Excerpt: “Heidi Holton remembers the day Ojibwe puppeteer Michael Lyons called in to the radio station where she worked.  She’d been following his puppets, Nanaboozhoo and Natasha, on YouTube, and commenting about their use of the Ojibwe language and culture.

“He said, ‘How about ‘Boozhoo Nanaboozhoo’ on the radio?’” she recalls. She stopped a moment to think. “Hmm. Puppets on the radio? That might just work!”

And it has. A five-minute radio show, ‘The Boozhoo Nanaboozhoo Podcast,’ is now featured regularly on the morning show at KAXE/KBXE community radio in Bemidji, Minnesota, where Holton is news and public affairs director.  It’s one of a growing number of platforms for Lyons and his puppets to reach new audiences…They also take phone calls from ‘celebrities’ like Keanu Reeves, Anthony Fauci and Sylvester Stallone.”

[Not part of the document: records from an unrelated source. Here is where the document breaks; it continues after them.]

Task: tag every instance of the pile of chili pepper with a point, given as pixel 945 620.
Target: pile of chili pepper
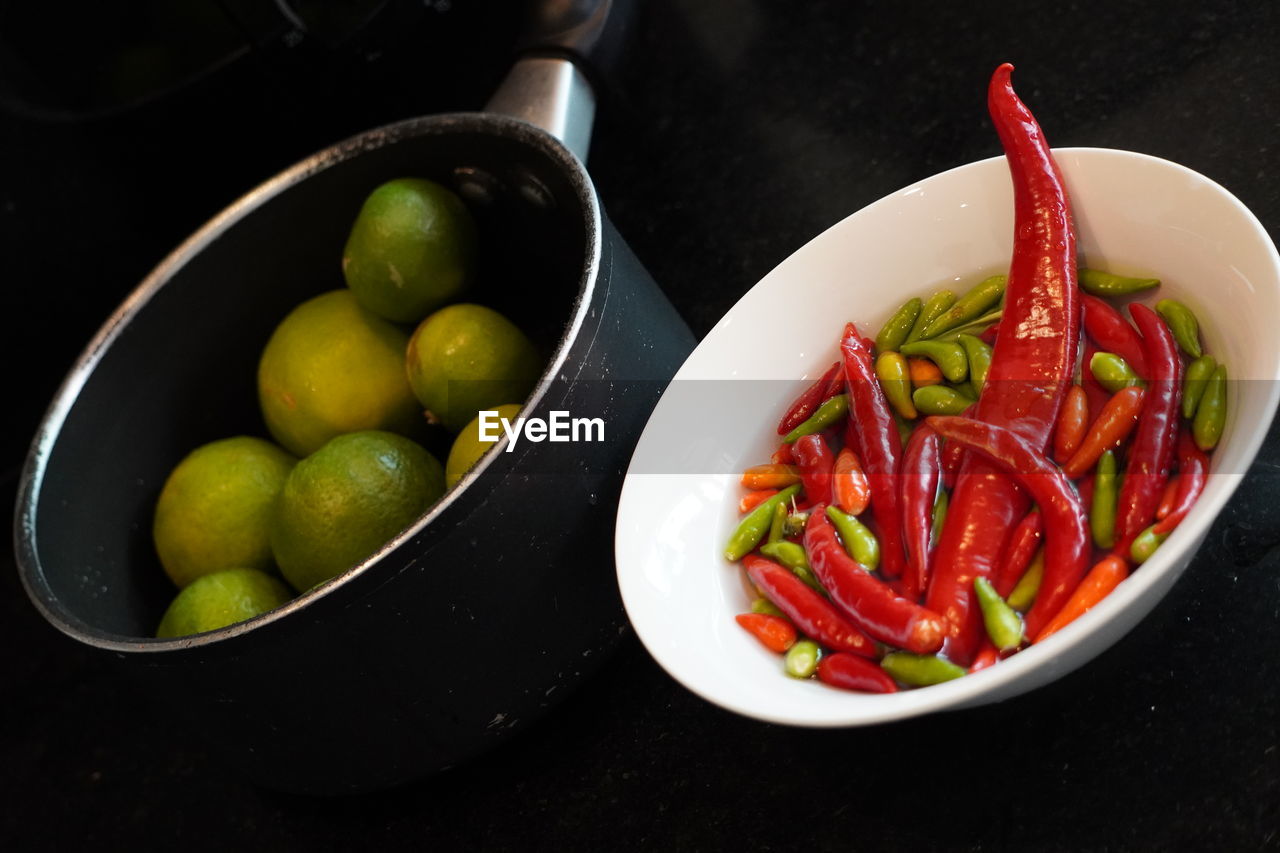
pixel 984 471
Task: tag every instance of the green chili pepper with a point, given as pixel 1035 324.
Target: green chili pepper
pixel 940 400
pixel 1024 592
pixel 950 357
pixel 795 524
pixel 895 378
pixel 859 541
pixel 827 414
pixel 894 333
pixel 757 523
pixel 1183 324
pixel 929 311
pixel 919 670
pixel 979 357
pixel 969 306
pixel 940 516
pixel 1004 624
pixel 1095 281
pixel 778 524
pixel 1146 543
pixel 1102 512
pixel 801 660
pixel 1211 411
pixel 1112 372
pixel 766 606
pixel 1193 384
pixel 977 327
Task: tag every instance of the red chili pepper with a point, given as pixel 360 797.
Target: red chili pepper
pixel 849 486
pixel 816 463
pixel 1018 556
pixel 776 633
pixel 1152 451
pixel 868 602
pixel 1102 578
pixel 1031 368
pixel 1192 477
pixel 1112 333
pixel 853 673
pixel 816 616
pixel 920 474
pixel 952 456
pixel 826 387
pixel 873 436
pixel 1073 423
pixel 1109 429
pixel 987 656
pixel 1066 527
pixel 755 498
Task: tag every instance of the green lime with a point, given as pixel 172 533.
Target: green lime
pixel 222 598
pixel 344 501
pixel 333 368
pixel 411 250
pixel 466 357
pixel 469 446
pixel 214 510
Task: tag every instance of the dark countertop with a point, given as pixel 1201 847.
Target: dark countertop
pixel 730 133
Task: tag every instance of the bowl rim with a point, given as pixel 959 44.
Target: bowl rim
pixel 31 479
pixel 1034 665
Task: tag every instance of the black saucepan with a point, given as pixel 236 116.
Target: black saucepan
pixel 483 614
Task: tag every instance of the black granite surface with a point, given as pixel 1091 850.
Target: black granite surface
pixel 730 133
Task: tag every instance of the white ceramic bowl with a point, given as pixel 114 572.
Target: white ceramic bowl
pixel 1133 213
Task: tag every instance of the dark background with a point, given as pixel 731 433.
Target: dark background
pixel 728 133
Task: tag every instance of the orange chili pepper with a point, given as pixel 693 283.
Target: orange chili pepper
pixel 923 372
pixel 1168 497
pixel 1073 423
pixel 755 498
pixel 1111 427
pixel 771 477
pixel 1102 578
pixel 849 484
pixel 776 633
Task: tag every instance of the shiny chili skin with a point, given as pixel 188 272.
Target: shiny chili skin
pixel 853 673
pixel 868 602
pixel 1192 477
pixel 922 469
pixel 1022 547
pixel 1152 450
pixel 1031 368
pixel 826 387
pixel 874 438
pixel 1066 527
pixel 1112 333
pixel 816 463
pixel 816 616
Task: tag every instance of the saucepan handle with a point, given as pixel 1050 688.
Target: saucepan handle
pixel 548 85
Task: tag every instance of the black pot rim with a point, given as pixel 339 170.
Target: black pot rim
pixel 30 566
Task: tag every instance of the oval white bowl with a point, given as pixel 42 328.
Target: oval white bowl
pixel 1134 214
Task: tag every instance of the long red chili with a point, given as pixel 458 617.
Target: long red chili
pixel 922 469
pixel 826 387
pixel 816 463
pixel 1066 528
pixel 816 616
pixel 1031 368
pixel 1192 477
pixel 1112 333
pixel 1018 556
pixel 873 436
pixel 1152 450
pixel 868 602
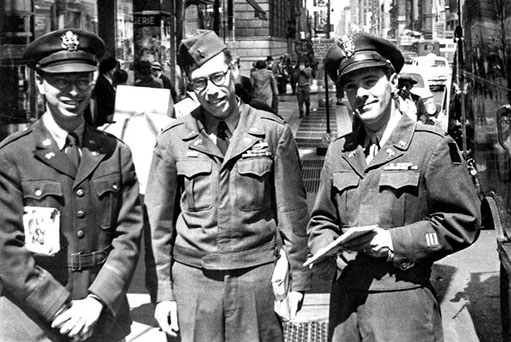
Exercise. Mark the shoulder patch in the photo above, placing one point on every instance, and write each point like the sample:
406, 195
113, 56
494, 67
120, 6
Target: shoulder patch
454, 153
172, 125
15, 136
422, 127
271, 116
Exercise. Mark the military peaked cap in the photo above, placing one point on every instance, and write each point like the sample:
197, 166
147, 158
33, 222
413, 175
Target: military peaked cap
67, 50
361, 51
195, 51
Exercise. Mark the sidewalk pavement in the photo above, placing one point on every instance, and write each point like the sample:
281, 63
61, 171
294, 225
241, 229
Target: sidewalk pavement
453, 276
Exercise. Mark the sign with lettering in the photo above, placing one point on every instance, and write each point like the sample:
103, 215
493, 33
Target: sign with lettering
321, 46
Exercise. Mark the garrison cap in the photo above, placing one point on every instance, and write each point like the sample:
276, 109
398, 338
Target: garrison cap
67, 50
361, 51
195, 51
404, 77
156, 66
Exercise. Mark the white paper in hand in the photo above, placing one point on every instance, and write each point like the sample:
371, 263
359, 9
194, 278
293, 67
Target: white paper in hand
349, 235
42, 230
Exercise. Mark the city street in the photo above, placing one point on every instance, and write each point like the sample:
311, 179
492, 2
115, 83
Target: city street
467, 283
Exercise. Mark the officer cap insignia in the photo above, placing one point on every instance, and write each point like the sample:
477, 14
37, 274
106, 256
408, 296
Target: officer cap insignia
390, 152
347, 44
70, 41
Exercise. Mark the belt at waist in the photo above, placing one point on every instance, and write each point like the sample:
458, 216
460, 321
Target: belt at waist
79, 261
226, 260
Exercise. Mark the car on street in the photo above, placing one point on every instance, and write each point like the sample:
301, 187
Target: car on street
436, 68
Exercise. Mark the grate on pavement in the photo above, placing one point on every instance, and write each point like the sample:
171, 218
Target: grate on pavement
305, 331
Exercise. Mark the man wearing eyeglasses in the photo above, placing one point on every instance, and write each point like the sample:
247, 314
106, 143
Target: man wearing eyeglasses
71, 221
225, 191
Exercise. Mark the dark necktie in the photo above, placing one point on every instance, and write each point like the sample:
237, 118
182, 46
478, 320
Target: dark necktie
72, 149
221, 136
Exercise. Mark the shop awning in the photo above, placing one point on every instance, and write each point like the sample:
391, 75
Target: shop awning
260, 13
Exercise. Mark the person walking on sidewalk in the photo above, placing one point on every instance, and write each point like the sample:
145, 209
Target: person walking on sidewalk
71, 219
406, 185
225, 188
264, 86
303, 88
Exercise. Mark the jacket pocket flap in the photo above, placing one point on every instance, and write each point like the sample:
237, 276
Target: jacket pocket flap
110, 183
192, 168
254, 166
41, 188
345, 180
398, 180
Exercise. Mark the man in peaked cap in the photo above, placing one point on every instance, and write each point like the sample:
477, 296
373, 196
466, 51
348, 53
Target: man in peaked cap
225, 196
405, 187
71, 218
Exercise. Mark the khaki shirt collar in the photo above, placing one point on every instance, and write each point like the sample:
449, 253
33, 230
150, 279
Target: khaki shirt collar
59, 134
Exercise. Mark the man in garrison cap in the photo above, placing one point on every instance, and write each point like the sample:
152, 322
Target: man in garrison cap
225, 197
71, 219
402, 189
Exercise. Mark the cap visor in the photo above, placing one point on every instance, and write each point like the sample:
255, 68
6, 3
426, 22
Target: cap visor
362, 65
68, 67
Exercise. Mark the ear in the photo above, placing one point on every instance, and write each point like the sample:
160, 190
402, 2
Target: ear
235, 70
40, 84
394, 80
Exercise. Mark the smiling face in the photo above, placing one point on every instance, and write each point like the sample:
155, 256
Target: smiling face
369, 92
67, 96
218, 99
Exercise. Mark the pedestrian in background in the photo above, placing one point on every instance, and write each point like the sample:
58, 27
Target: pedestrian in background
144, 75
407, 186
303, 88
104, 93
263, 84
225, 187
409, 103
71, 220
167, 84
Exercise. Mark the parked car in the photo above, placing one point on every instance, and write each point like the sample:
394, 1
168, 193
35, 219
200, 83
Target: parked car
436, 68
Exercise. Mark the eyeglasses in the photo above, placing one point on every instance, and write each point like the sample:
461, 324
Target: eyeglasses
217, 79
63, 82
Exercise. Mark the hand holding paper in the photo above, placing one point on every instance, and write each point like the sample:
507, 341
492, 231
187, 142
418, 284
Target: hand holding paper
341, 242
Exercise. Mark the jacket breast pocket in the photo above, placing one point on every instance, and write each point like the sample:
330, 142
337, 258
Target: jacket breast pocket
107, 191
197, 183
42, 193
251, 181
345, 185
399, 196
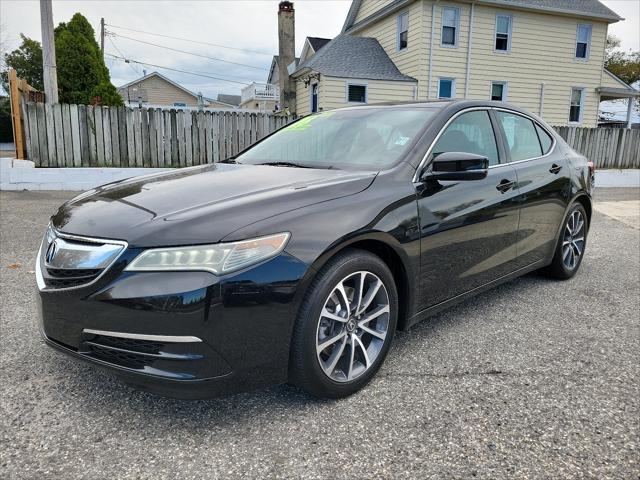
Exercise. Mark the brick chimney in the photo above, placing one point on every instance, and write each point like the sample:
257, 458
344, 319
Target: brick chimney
287, 55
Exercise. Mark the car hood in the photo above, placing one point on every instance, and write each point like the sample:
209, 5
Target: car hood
200, 204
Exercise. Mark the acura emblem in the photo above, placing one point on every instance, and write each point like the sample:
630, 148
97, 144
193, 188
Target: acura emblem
52, 249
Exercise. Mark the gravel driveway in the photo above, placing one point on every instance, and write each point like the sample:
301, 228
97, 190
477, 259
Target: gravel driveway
535, 379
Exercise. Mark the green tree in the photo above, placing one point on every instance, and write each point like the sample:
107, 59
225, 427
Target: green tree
82, 73
624, 65
27, 61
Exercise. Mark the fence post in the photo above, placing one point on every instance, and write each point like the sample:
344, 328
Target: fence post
16, 118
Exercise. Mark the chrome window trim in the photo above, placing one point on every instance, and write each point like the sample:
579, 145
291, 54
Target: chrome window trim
142, 336
422, 163
39, 277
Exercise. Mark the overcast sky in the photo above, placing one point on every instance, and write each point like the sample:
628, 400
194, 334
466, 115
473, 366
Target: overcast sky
245, 25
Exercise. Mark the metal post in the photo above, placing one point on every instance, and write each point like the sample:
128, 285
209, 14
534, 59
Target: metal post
49, 73
102, 36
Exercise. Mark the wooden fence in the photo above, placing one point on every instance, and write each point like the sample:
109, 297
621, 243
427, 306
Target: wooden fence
65, 135
84, 136
606, 147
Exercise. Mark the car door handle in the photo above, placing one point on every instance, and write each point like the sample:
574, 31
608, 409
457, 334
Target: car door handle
505, 185
555, 169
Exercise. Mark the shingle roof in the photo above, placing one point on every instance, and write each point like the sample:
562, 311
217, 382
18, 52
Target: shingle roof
229, 99
353, 57
317, 43
580, 8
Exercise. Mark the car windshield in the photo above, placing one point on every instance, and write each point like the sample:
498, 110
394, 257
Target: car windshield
366, 139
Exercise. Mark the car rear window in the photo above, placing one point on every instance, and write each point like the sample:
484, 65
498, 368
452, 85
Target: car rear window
522, 138
545, 139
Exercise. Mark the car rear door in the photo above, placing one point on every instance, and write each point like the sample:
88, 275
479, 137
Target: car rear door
468, 228
544, 183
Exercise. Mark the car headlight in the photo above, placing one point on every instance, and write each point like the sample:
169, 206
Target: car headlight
218, 258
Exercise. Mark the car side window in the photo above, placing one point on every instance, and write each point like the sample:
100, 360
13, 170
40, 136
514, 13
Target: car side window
522, 139
471, 132
545, 139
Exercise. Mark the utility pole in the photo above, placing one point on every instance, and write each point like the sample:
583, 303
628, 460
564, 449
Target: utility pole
50, 75
102, 36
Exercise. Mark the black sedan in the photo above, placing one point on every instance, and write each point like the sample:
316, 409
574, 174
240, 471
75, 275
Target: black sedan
297, 260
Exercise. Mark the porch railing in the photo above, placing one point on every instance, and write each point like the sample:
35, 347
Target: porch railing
260, 91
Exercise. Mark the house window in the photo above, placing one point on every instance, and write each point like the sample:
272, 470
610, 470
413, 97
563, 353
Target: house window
575, 109
503, 33
447, 88
499, 91
314, 98
450, 22
583, 39
403, 30
356, 93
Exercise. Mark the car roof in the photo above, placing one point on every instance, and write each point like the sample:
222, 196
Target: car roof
451, 107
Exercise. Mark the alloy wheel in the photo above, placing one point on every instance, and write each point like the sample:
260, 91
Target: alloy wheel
353, 326
573, 240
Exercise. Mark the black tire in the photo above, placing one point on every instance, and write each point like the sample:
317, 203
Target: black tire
558, 268
305, 369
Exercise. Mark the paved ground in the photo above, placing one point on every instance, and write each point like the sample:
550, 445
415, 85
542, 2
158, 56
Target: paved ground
536, 379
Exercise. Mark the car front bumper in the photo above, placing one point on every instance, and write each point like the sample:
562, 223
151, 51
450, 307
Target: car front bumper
180, 334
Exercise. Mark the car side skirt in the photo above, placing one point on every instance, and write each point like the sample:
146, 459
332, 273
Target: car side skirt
426, 313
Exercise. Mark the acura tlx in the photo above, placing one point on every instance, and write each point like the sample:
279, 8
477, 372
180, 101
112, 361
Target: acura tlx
298, 259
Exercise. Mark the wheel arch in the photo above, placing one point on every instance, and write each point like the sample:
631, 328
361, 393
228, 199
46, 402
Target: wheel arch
585, 201
391, 253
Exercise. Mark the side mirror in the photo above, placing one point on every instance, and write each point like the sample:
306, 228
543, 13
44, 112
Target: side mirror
459, 166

Lyons, a citizen of the Leech Lake Band of Ojibwe, has written and illustrated a number of children’s books, comic strips and comic books, and a coloring book in the Ojibwe language.

“Writer, illustrator and puppeteer Michael Lyons, Ojibwe, wrote his first children’s book, “Little Cutie: A Teddy Bear’s Vision Question,” about a ragged teddy bear searching for its identity. (Illustration courtesy of Michael Lyons)

He also has a podcast on YouTube that airs daily at 8 a.m. central time that goes  beyond teaching the Ojibwe language, delving into a range of issues…‘I always wanted to be either a rock star or a cartoonist as a kid and a grown-up, and didn’t really think anything of puppets until this show,’ he said. ‘Once I started doing the voices for the characters, I reached way back in my experience in high school speech and theater programs at Laporte High School.’

Writer, illustrator and puppeteer Michael Lyons, Ojibwe, has written a number of children’s books and comics teaching the Ojibwe language. The 2013 book, “Dog and Ma’iingan,” teaches readers how to count in Ojibwe and introduces words for certain animals. (Illustration courtesy of Michael Lyons)

“Boozhoo Nanaboozhoo’ is clean, family-friendly comedy, but it is not a spin-off of ‘Sesame Street’ in any way,” Lyons said. “We don’t swear or talk about sex in a bad way during the hour-long, live-streaming show, and we will teach a few phrases, but along the way, Nanaboozhoo and Natasha discuss anything.”